Le centre SKeyes pour la liberté de la presse et de la culture a dénoncé dans un tweet également cette campagne "d'incitation et de menace de meurtre et de viol".
Dima Sadek, elle-même de confession chiite, est connue pour son opposition frontale au Hezbollah. Elle a déjà fait à plusieurs reprises l'objet d'une campagne de cyber-harcèlement de la part de partisans du parti pro-iranien et du mouvement Amal. En novembre 2019, elle avait déjà dénoncé une "incitation au meurtre" suite aux propos tenus par un dignitaire chiite, qui avait évoqué sa "crucifixion" et son "amputation en vertu de la charia".
Jawad Nasrallah fait parfois parler de lui pour ses sorties contre les opposants au Hezbollah. Il avait notamment été pointé du doigt pour avoir salué, en février 2021, l'assassinat de l'intellectuel Lokman Slim, tué par balles au Liban-Sud, dans un tweet publié peu après l'heure supposée du meurtre qu'il avait ensuite supprimé.

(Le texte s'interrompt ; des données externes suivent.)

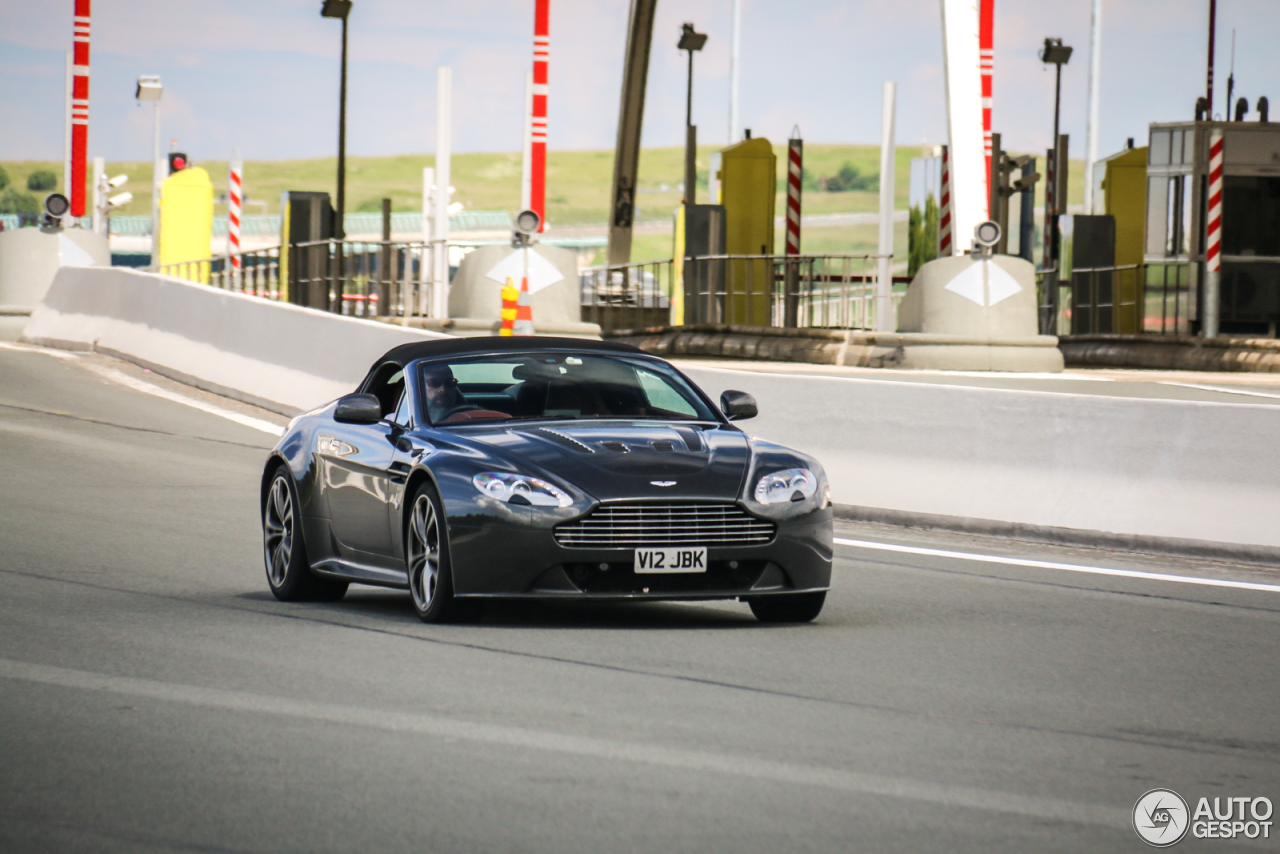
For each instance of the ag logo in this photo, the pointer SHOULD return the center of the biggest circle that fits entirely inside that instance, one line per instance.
(1161, 817)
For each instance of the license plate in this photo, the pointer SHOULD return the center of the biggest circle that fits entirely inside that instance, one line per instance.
(653, 561)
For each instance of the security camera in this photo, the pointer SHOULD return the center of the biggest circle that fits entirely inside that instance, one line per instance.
(56, 205)
(984, 237)
(526, 225)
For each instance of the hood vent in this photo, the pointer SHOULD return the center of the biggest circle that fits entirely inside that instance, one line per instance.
(562, 439)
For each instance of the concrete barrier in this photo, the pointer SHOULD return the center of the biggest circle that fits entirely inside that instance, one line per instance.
(280, 356)
(1142, 470)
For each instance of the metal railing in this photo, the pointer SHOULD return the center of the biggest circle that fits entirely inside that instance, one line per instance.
(805, 291)
(1152, 298)
(361, 278)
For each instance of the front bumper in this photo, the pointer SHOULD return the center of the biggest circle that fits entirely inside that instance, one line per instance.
(493, 560)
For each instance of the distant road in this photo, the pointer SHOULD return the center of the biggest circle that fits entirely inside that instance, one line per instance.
(958, 694)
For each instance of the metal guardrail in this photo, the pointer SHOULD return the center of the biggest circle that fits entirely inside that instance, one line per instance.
(360, 278)
(1153, 298)
(807, 291)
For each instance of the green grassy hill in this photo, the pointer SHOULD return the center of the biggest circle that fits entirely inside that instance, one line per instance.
(577, 186)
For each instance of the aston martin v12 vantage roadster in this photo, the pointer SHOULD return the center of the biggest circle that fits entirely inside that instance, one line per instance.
(542, 467)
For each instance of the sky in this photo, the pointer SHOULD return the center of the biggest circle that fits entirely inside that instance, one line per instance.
(261, 76)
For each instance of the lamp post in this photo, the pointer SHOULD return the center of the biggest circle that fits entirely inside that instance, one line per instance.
(150, 90)
(341, 9)
(690, 41)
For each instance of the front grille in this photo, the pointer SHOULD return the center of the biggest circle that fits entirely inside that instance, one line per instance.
(640, 525)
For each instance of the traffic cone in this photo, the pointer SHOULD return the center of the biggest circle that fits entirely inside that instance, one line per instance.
(524, 311)
(510, 306)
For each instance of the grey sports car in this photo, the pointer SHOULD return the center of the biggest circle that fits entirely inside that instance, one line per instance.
(542, 469)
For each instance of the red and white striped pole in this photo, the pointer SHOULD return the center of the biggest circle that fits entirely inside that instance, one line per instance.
(1214, 237)
(80, 106)
(945, 206)
(234, 199)
(542, 54)
(986, 60)
(795, 170)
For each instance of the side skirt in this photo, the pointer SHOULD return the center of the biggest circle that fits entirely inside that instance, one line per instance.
(361, 572)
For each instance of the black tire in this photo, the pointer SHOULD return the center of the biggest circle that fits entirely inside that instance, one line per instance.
(288, 571)
(790, 607)
(426, 561)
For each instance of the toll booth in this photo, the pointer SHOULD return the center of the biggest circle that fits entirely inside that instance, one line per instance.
(696, 296)
(305, 270)
(187, 224)
(1175, 227)
(748, 187)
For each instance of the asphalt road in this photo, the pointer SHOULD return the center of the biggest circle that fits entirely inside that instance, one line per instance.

Par ailleurs, SKeyes a annoncé que le photographe Hassan Chaabane avait de nouveau fait l'objet de menaces à Beit Yahoun, son village dans la région de Nabatiyé au Liban-Sud. Début août, M. Chaabane avait déclaré qu'un groupe d'individus, qui seraient des partisans du Hezbollah, l'avaient attaqué en raison de vidéos et de messages publiés sur les réseaux sociaux au sujet d'habitants de la localité qui manifestaient contre les pénuries d'eau dans un pays en crise. Dans la nuit de samedi à dimanche, un inconnu a accroché un message sur le pneu crevé de la voiture du photographe sur lequel il était écrit : "Quitte le village, agent, chien".